In general, you have complete free reign to publish what you like notwithstanding the wishes of the other person.
you are in a fiduciary relationship e.g. lawyer-client, doctor-patient, banker-client etc. although such obligations are ‘one-way’ e.g. the lawyer can’t but the client can.
you are bound by a non-disclosure agreement
it’s confidential information given in confidence where you have a duty of confidence. Asking someone to keep it secret only creates the second of these, the first is a function of the information the third is a function of the relationship.
disclosure would be an offence e.g. national security, operational law enforcement, contempt etc.
the person had a “reasonable expectation of privacy in all the circumstances” although this generally applies to third parties who ‘overhear’ the conversation.
When people like politicians talk “off the record” to people like journalists silence is provided by professional ethics and risk of reputation rather than legal sanctions.
does that person have a legal right to publish the conversation if I explicitly state that I do not want it to be shared?
No.

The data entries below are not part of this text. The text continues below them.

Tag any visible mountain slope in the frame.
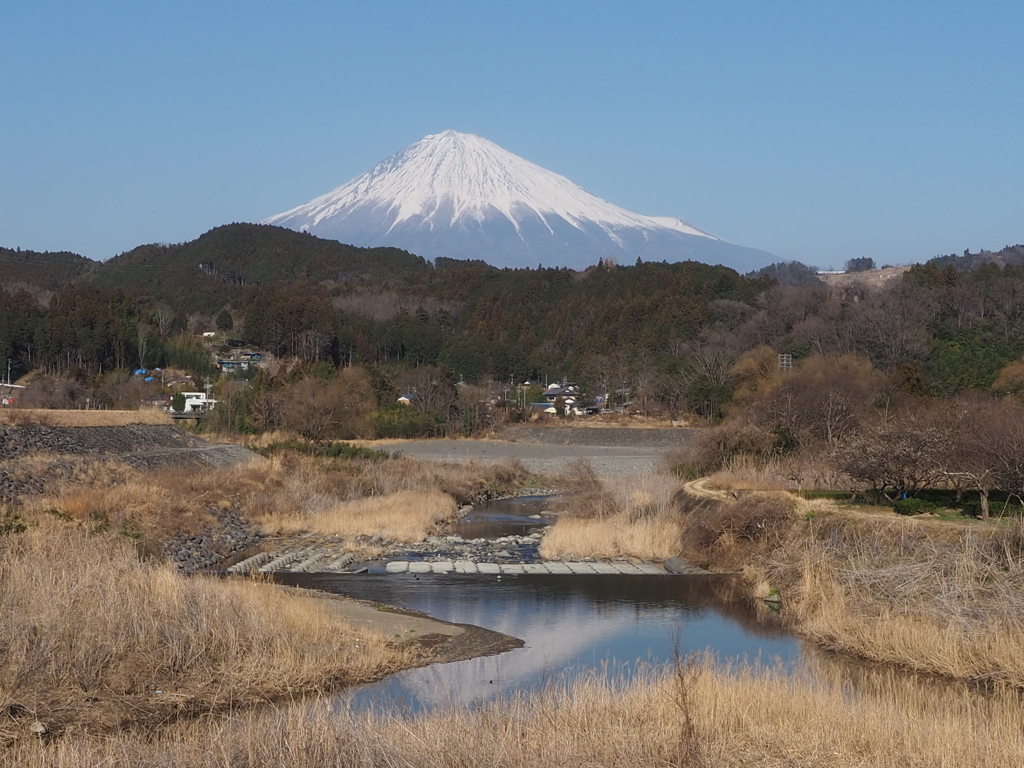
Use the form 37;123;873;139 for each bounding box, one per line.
82;224;430;312
262;131;777;271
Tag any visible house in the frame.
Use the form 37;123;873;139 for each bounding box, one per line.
217;360;250;374
172;392;217;415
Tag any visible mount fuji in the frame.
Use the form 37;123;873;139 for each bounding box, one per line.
260;131;778;272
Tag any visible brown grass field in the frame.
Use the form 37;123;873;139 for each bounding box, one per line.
8;662;1024;768
0;408;174;427
541;466;1024;690
0;520;414;744
9;454;527;552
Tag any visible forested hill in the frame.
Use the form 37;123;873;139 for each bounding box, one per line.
0;248;98;291
89;224;429;312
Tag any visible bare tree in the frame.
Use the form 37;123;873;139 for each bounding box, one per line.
831;406;949;501
282;369;373;442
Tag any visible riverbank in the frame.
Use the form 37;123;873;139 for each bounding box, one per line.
0;520;521;745
9;662;1024;768
680;492;1024;690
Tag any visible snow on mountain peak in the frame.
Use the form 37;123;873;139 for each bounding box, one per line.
261;130;768;274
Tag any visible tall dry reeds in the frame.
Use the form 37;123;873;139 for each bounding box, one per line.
22;454;527;549
540;461;680;560
9;663;1024;768
0;521;410;743
256;490;458;542
761;513;1024;688
678;481;1024;688
0;408;174;427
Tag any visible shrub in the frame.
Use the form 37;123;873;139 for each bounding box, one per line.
893;498;936;515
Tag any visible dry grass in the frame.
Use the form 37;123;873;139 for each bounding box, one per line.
540;515;679;560
256;490;458;542
19;454;526;548
0;408;174;427
760;513;1024;688
8;663;1024;768
0;521;412;743
667;481;1024;688
540;461;681;560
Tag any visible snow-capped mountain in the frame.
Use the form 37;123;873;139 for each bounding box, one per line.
261;131;777;272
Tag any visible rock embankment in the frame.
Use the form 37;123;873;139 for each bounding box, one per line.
0;424;261;504
495;425;699;451
0;424;259;469
164;509;263;573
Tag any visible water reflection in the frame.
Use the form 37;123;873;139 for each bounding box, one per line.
451;496;554;539
278;573;800;712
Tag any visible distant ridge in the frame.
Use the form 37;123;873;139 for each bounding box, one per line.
260;130;778;272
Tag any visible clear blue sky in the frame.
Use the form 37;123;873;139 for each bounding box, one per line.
0;0;1024;266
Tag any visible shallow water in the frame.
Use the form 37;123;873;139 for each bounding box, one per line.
287;573;801;712
450;496;554;539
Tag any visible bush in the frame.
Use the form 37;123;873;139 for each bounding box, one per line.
260;440;393;461
374;406;444;438
893;499;936;515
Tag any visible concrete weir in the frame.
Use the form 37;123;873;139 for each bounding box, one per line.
384;560;671;575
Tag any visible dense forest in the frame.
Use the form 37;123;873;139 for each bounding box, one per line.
6;224;1024;442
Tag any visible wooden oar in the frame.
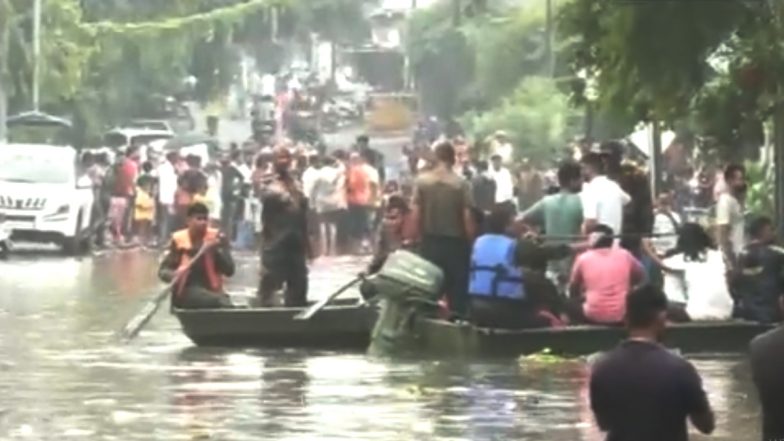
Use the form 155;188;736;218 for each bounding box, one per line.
294;276;363;320
120;245;208;341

The publisher would be in breach of the contract and/or breach of fiduciary duty.
Viewed as a contract, the exchange of considerations at issue was your consent to be recorded subject to your explicit request that the other person refrain from making the records publicly available (which I gather is what you mean by publish). Keep in mind, though, that a blanket prohibition to share the recording might be unenforceable under some circumstances or be stricken in court so as to facilitate fact-finding.
That being said, it would be difficult to determine the proper remedy for the violation other than injunctive relief ordering the withdrawal of the recording.
The dominant theme of the case law [...] is that fiduciary relationships arise where one party has the power and opportunity to take advantage of the other, because of that other's susceptibility or vulnerability.
The words in bold suggest that the disclosure must be unreasonable or disproportionate to the detriment of the person at jeopardy. In other words, pursuing a claim of breach of fiduciary duty despite the clear absence of harm (or likelihood thereof) could be considered frivolous.